For both initial conditions and parameter files, an optional 'tolerance' can be set. If 'method' is 'mode', then this is a fractional percent of the dominate landcover to cover the triangle area to not split the triangle. Otherwise, it is RMSE in the units of the raster's value.

If the input rasters are of different resolutions, then min_area should be set to approximately 1/4 the size of the coarsest raster. For example, if the DEM is LiDAR at 1m x 1m, and landcover is present at 30m x 30m, then min_area = 30^2 / 4 is a good starting point. This is to prevent the creation of small triangles along the coarse mesh edge.

def my_classifier(value):
    if value < .98:
        value = 0
        value = 1
    return value

    parameter_files = {
        'landcover': { 'file' : 'eosd.tif',
},  # mode, mean
     'sm' : {'file': 'granger_sm_2000.tif', 'method': 'mean'},
    'swe' : {'file': 'granger_swe_2001.tif', 'method':'mean'}

The classifier allows for reclassifying data within mesher so that data-loss from classifying on a raster is minimized.

Complex basin shapes might result in the creation of many triangles along the complex edges. Thus simplify=True and simplify_tol can be used to simplify the basin outline. simplify_tol is the simplification tolerance specified in meters. Be careful as too high a tolerance will cause many lines to be outside of the bounds of the raster.

simplify_buffer Sets a negative buffer (i.e., contracts the meshing domain) to give simplify_tol more room to work. That is, usage of the simplify tolerance without this will likely put triangles outside of the valid data domain. Using this allows for the simplification to result in triangles that exist within the data domain. You can disable the use of this buffer by setting no_simplify_buffer=True. simplify_buffer is enabled by default [defaults to 10m] when simplify=True.

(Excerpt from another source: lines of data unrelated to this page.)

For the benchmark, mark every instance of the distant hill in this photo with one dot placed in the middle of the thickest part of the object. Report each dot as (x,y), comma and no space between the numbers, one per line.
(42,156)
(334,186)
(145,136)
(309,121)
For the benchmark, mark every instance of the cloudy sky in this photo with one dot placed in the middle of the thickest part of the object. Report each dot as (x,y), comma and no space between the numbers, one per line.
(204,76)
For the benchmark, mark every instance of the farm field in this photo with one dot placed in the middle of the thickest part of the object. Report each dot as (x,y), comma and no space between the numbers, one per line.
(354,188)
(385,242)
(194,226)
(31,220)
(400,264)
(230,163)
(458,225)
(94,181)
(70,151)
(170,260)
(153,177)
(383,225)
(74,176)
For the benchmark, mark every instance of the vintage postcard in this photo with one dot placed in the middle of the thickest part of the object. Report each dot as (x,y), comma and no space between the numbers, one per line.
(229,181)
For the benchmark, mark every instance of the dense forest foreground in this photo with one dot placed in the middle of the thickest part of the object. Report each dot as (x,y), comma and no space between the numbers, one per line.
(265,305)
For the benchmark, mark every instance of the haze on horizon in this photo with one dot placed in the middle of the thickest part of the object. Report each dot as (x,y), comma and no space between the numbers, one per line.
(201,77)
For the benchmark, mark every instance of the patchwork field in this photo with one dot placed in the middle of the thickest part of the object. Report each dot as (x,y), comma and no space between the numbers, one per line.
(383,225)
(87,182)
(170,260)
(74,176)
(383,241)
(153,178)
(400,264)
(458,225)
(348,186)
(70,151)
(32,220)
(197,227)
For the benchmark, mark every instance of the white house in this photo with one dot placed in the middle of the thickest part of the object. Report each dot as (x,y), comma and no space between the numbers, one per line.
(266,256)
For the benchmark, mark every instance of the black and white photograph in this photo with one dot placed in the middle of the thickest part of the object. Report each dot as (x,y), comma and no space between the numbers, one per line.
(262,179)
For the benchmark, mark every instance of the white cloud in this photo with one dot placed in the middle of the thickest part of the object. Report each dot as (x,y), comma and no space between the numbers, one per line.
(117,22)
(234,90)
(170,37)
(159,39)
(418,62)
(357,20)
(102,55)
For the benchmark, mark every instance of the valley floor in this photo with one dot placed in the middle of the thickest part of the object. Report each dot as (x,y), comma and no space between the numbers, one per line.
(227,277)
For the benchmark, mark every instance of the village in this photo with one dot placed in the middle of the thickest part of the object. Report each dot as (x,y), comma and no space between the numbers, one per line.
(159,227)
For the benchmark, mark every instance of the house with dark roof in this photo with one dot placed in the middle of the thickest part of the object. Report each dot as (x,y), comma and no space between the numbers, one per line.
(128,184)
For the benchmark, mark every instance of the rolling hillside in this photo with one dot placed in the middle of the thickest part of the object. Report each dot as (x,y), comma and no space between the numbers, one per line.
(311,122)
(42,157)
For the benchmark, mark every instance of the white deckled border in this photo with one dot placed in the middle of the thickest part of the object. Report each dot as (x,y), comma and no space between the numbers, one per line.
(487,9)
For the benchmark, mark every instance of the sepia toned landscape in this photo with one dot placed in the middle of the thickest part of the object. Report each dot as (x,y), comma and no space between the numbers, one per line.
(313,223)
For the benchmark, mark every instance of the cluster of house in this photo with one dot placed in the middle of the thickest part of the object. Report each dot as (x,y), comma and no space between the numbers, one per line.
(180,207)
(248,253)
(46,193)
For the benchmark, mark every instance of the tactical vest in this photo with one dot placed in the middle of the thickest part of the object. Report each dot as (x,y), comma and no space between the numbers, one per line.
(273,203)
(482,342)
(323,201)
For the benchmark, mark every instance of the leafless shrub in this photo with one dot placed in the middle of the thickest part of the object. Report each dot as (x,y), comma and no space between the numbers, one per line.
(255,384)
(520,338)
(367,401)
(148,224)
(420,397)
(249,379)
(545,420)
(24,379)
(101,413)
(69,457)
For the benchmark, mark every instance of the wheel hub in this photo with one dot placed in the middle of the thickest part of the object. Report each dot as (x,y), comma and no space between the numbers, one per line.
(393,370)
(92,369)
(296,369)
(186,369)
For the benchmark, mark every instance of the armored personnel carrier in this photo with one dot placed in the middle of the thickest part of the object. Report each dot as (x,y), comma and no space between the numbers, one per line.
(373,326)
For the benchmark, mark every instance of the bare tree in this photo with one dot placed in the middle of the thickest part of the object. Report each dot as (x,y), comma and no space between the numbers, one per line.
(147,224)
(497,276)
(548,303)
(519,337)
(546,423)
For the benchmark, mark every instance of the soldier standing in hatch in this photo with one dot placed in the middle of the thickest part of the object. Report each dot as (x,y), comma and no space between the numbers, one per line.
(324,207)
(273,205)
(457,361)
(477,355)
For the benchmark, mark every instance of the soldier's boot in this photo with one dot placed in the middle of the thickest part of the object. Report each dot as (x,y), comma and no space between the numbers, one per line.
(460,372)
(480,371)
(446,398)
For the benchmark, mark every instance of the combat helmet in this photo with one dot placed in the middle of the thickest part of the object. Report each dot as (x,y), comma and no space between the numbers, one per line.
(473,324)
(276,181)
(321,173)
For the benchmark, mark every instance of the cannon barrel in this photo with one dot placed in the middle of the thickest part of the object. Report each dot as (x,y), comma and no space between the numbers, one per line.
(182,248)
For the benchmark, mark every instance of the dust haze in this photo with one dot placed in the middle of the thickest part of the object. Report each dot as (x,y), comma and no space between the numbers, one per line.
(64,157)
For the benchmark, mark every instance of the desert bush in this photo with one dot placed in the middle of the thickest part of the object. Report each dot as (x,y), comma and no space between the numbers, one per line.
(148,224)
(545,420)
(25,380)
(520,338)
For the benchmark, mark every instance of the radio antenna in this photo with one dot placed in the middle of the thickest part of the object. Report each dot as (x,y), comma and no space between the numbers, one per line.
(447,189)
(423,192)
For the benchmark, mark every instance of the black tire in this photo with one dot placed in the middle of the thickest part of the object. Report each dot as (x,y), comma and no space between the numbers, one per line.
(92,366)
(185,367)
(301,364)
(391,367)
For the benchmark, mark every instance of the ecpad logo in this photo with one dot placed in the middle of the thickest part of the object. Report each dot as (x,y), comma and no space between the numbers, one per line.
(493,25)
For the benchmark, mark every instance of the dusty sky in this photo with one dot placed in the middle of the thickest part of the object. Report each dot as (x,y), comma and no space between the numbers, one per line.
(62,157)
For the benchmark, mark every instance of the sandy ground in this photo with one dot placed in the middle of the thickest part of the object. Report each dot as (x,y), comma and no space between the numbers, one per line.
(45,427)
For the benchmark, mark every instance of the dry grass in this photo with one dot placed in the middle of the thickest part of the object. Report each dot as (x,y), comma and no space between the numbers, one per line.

# Configuration file for Mesher
dem_filename = 'bow_srtm1.tif'
min_area = 30**2
parameter_files={ }
initial_conditions={ } 
errormetric = 1 
simplify     =   False
simplify_tol =   5   

lloyd_itr Enables Lloyd iterations. As per the CGAL documentation: the goal of this mesh optimization is to improve the angles inside the mesh, and make them as close as possible to 60 degrees. 100 iterations is a suggested amount. However, please note this does invalidate the numerical gurantees about the minimum amount of error introduced to the mesh. More details can be found in the CGAL documentation here.

user_output_dir Sets a user-defined output directory instead of the automatically generated folder name.

use_input_prj Use the input file's projection. This is useful for preserving a UTM input. Does not work if the input file is geographic.

do_smoothing Do smoothing of the input DEM to create a more smooth mesh. This can help if the DEM quality is poor or if triangles close to the elevation raster cell size is required.

smoothing_scaling_factor Smoothing factor for above option.

max_smooth_iter Number of iterations to smooth over, each smoothing using cubic spline, and resamples by iter * scaling_factor for each iteration.

reuse_mesh If a mesh was already generated, and only applying a new parametrization is required, enabling this skips the mesh generation step.


Mesher creates a directory with the same name as the input dem. This directory has the reprojected files (*_projected), Triangle's intermediary files (.node, .elem, .neigh), and the triangulation shape file (*_USM.shp). A *.vtu file is also created for visualizing in 3D in Paraview.